The space has a large central bar festooned with green leaves and green velvet banquettes lining the walls. Tables have been cleared for tonight’s launch of The Farmacy Kitchen Cook Book and a market stall has been set up with piles of fresh cauliflower, peppers, red cabbage and asparagus all along it. I sincerely hope this isn’t the buffet.
The bar staff are well trained individuals who warmly welcome us and talk through the cocktail menu. Jayne has a non-alcoholic “Spring/Summer” A green colour remedy with emerald crystal essence, spring herb distillate, citrus and nettle kefir and perfume fragrance, which she finds most refreshing.
I go for the alcoholic option of the “Americas” with Aloe, Tequila, Mezcal, Damiana, Ginger extract, fermented Mapacho, Cayenne and Pineapple sherbet and red colour remedy perfume which I have to say is one of the best cocktails I’ve had.
We retire to a banquette and take a look at the new cookbook, copies of which have been laid out on the low glass tables. The author’s name on the front cover is Camilla Fayed so I immediately Google to see if she is related to Mohammed and she is indeed his daughter.
It does suggest she may have had an easier route to market in terms of investment and backing and I note that three others are credited inside the front cover as co-creators. I hope Camilla did her quarter of the hard work. She’s not yet here, so is either fashionably late or grafting away in the kitchen.
We refresh our glasses as the first ‘bites’ of the evening emerge. Cones of Cauliflower popcorn with sesame and garlic are so tasty Jayne thinks of making them at home but once we look up the recipe in the book we find that it involves ‘Philosophers sauce’ which you have to make first, which in turn has seaweed broth as it’s first ingredient that itself takes an hour and a half to make. Perhaps it’s not simple to make veg taste this good.
Cornflower nachos with guacamole and what might be cashew mayo also taste great but we decide not to try to look everything up but just to enjoy it. Besides the place is filling up with Notting Hill’s trendy elite whose fashion is epitomised by a guy in a cream dinner jacket with combat trousers and shoes that probably cost a year of minimum wage.
I hadn’t told Jayne that the place was going to be this hip, because frankly, I didn’t know - but now she is acutely aware she wore her scuffed but comfy old Vans, where had she known she was to be amongst fashionistas something more uncomfortable might have been more appropriate.

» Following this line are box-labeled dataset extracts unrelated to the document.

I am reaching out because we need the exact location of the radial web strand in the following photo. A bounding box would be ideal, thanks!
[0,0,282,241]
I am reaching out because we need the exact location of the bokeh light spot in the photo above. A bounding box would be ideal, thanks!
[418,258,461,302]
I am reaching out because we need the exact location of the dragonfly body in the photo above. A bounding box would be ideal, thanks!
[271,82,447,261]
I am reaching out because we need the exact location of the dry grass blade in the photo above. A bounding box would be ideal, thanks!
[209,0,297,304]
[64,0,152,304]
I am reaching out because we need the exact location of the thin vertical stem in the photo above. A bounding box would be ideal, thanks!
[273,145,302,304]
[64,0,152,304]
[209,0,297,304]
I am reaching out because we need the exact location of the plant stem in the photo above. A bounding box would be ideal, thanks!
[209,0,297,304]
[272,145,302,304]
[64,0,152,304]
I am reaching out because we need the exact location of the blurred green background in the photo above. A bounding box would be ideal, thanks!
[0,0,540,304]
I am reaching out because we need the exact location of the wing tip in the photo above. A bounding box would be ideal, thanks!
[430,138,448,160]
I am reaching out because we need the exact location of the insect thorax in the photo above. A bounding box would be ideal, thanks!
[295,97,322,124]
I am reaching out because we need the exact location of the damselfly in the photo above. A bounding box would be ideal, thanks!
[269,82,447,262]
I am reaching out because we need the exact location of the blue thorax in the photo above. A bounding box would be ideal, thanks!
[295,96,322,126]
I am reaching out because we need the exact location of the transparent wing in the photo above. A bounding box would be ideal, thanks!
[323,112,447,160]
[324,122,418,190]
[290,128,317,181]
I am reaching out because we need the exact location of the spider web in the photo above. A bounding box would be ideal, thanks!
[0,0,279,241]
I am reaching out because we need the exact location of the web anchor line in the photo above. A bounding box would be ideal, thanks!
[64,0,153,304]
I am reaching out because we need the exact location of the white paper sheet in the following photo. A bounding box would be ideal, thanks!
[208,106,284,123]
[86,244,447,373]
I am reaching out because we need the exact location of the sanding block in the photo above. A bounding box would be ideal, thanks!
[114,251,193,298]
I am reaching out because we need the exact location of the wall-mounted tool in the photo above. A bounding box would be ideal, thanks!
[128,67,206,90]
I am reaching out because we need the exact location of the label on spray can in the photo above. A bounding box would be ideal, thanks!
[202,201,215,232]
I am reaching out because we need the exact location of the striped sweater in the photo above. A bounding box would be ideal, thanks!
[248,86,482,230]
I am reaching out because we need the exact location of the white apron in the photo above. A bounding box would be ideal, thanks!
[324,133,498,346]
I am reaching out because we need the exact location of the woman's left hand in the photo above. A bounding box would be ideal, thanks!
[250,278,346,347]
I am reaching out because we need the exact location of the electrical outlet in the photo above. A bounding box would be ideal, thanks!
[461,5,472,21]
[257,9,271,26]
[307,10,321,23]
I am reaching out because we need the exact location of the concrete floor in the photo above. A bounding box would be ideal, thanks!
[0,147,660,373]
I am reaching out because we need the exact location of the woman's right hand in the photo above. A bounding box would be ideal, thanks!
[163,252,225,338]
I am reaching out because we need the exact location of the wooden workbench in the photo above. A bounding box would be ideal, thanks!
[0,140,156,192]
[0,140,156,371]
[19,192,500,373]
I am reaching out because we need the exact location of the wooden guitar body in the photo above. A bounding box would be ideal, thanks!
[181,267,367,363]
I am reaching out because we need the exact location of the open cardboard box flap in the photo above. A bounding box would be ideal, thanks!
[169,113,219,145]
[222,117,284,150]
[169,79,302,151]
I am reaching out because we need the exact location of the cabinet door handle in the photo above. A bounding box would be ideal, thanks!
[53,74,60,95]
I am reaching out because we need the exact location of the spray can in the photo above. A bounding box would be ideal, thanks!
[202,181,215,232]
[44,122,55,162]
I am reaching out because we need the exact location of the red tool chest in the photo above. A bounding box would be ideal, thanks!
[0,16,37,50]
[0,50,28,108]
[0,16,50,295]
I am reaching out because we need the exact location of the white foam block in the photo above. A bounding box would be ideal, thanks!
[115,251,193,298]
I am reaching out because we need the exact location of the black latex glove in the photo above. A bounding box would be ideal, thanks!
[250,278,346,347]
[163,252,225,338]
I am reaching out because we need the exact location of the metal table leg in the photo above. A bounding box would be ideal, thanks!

Chickpea spicy fries are just a little too soft in texture to compete with a ‘real’ fried stick of potato but they taste great with a nice bit of spice. Paparazzi flashes now herald celebrity arrivals. Jayne is praying Stella McCartney doesn’t clock her Mango top as we grab Kimchi Soba noodles from a passing servers tray. These are the best yet with an unctuous chilli Citrus dressing.
Camilla has arrived into what is now a bustling see of air kissing and I notice many of the men have bare feet in shoes with above the ankle trouser hems so I contemplate going to take my socks of and roll my strides up but I’m not sure I can rock it.
You need the right designer shoes it seems – mine are Camper but the most amusingly even camper ones we see are black velvet loafers with embroidered kittens faces on with little protruding ears, worn by a guy who must be sixty (maybe more likely seventy five with enough procedures to look sixty).
We hold on for whatever dessert is and we’re not disappointed.
Jayne is actually dairy intolerant so she’s thrilled by the Flaxseed and Coconut Brownie with chocolate and almond butter ‘Nice Cream’ + fruit. You wouldn’t know this was what I call ‘special needs’ food, it’s excellent and it’s conscious and it’s sustainable.
We leave the party animals to get down to the DJ’s set as the volume is pumped up and walk down Westbourne Grove with a free copy of the book, a jar of their home-made Kimchi and a veg based bouquet giveaway.